James Jong
2013-Feb-19 22:27 UTC
[R] CARET. Relationship between data splitting trainControl
I have carefully read the CARET documentation at: http://caret.r-forge.r-project.org/training.html, the vignettes, and everything is quite clear (the examples on the website help a lot!), but I am still a confused about the relationship between two arguments to trainControl: "method" "index" and the interplay between trainControl and the data splitting functions in caret (e.g. createDataPartition, createResample, createFolds and createMultiFolds) To better frame my questions, let me use the following example from the documentation: ************************************* data(BloodBrain) set.seed(1) tmp <- createDataPartition(logBBB,p = .8, times = 100) trControl = trainControl(method = "LGOCV", index = tmp) ctreeFit <- train(bbbDescr, logBBB, "ctree",trControl=trControl) ************************************* My questions are: 1) If I use createDataPartition (which I assume that does stratified bootstrapping), as in the above example, and I pass the result as index to trainControl do I need to use LGOCV as the method in my call trainControl?
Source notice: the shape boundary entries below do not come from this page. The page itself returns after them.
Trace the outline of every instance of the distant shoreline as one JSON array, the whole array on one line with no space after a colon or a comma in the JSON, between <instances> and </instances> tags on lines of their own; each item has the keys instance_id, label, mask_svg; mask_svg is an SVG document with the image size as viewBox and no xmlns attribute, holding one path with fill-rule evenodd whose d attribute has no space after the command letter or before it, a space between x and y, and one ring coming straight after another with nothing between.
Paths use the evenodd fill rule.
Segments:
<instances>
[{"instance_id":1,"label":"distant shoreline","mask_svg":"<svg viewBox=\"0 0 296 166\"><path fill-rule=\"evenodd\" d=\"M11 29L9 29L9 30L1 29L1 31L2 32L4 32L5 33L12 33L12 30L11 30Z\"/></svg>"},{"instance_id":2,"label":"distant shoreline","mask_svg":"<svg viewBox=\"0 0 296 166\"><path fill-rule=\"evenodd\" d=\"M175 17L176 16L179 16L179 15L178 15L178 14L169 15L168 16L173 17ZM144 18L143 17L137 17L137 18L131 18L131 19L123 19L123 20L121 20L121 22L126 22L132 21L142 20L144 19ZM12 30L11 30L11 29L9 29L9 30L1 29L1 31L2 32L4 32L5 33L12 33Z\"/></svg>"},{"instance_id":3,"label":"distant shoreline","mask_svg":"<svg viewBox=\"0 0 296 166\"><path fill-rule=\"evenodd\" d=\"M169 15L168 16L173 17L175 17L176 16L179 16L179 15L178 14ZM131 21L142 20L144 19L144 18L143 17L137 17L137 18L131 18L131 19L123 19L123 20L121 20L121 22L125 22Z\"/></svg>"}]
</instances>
If I use another one (e.g. cv.) What difference would it make? In my head, once you fix index, you are fixing the type of cross-validation, so I am not sure what role method plays if you use index. 2) What is the difference between createDataPartition and createResample? Is it that createDataPartition does stratified bootstrapping, while createResample doesn't? 3) How can I do **stratified** k-fold (e.g. 10 fold) cross validation using caret? Would the following do it? tmp <- createFolds(logBBB, k=10, list=TRUE, times = 100) trControl = trainControl(method = "cv", index = tmp) ctreeFit <- train(bbbDescr, logBBB, "ctree",trControl=trControl) Thanks so much in advance. CARET is a fantastic package and I am eager to learn how to use it properly. ~James [[alternative HTML version deleted]]